Becker, whose company brought in about $20 million from an IPO and stock exchange listing last year, said he expects Dendy to acquire a greater number of more specialized films, while Becker’s REP distribution arm will now tend toward less arty fare.
At the same time, Sydney-based international sales agent Beyond Films is understood to be prepping an entry into the Oz domestic distribution biz. Sources say Beyond will either establish a full-fledged theatrical releasing banner or handle publicity and marketing itself, while farming out its dispatch and backroom functions to Columbia TriStar, with whom negotiations are proceeding.
While no deal has yet been signed with Columbia and nothing has been put to Beyond’s board, Beyond is understood to be close to inking a deal to acquire a slate of foreign titles for its new banner to release in Oz.
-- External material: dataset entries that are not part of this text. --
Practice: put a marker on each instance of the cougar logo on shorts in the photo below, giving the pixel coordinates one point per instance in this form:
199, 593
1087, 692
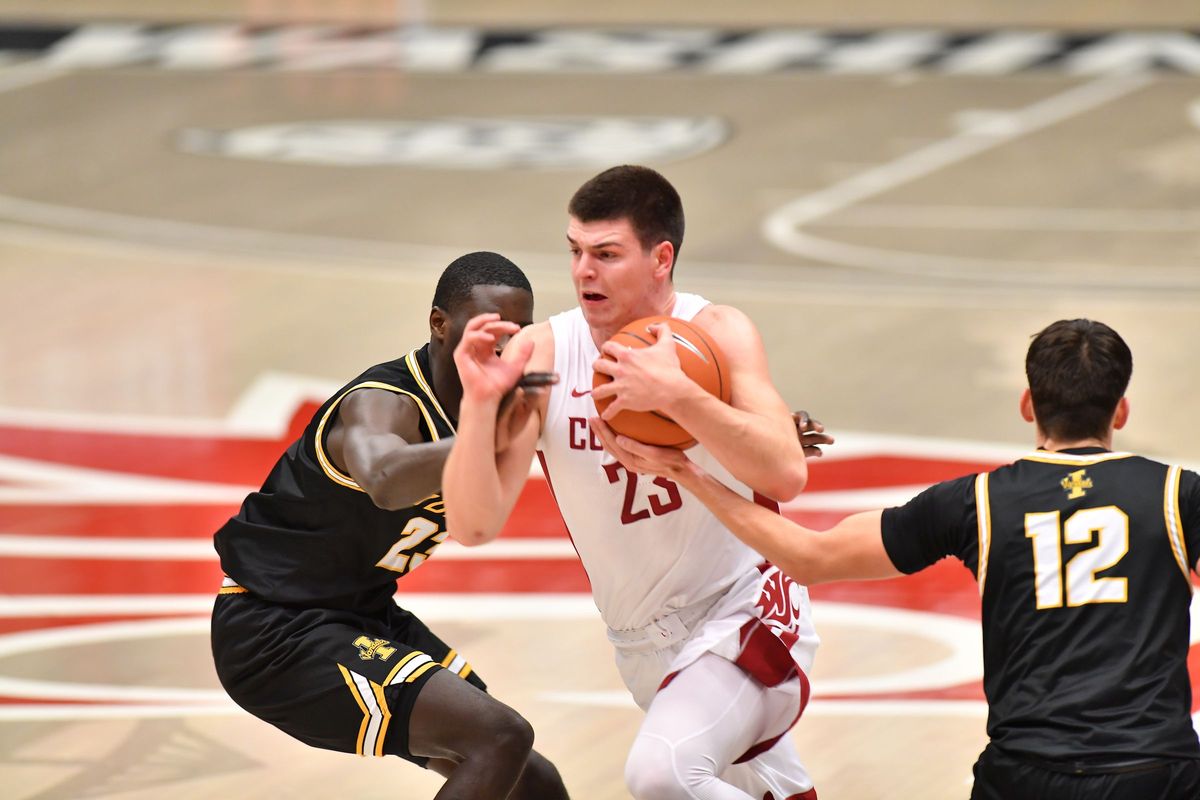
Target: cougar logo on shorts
780, 603
371, 649
468, 143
Meantime, indie distrib Globe, which has a first-look deal with Ciby, denied rumors it was poised to be taken over by Polygram as “absolutely not true,” although Polygram topper Richard Sheffield didn’t return calls. If such a deal occurred, it would probably mean the termination of Globe’s dispatch deal with UIP.
Becker, who says an increasingly crowded arthouse market is fueling the movements, said, “You’ll see more distributors feeling the pinch and I think there’ll be more of these occurrences because the market is very overheated and has to correct itself.”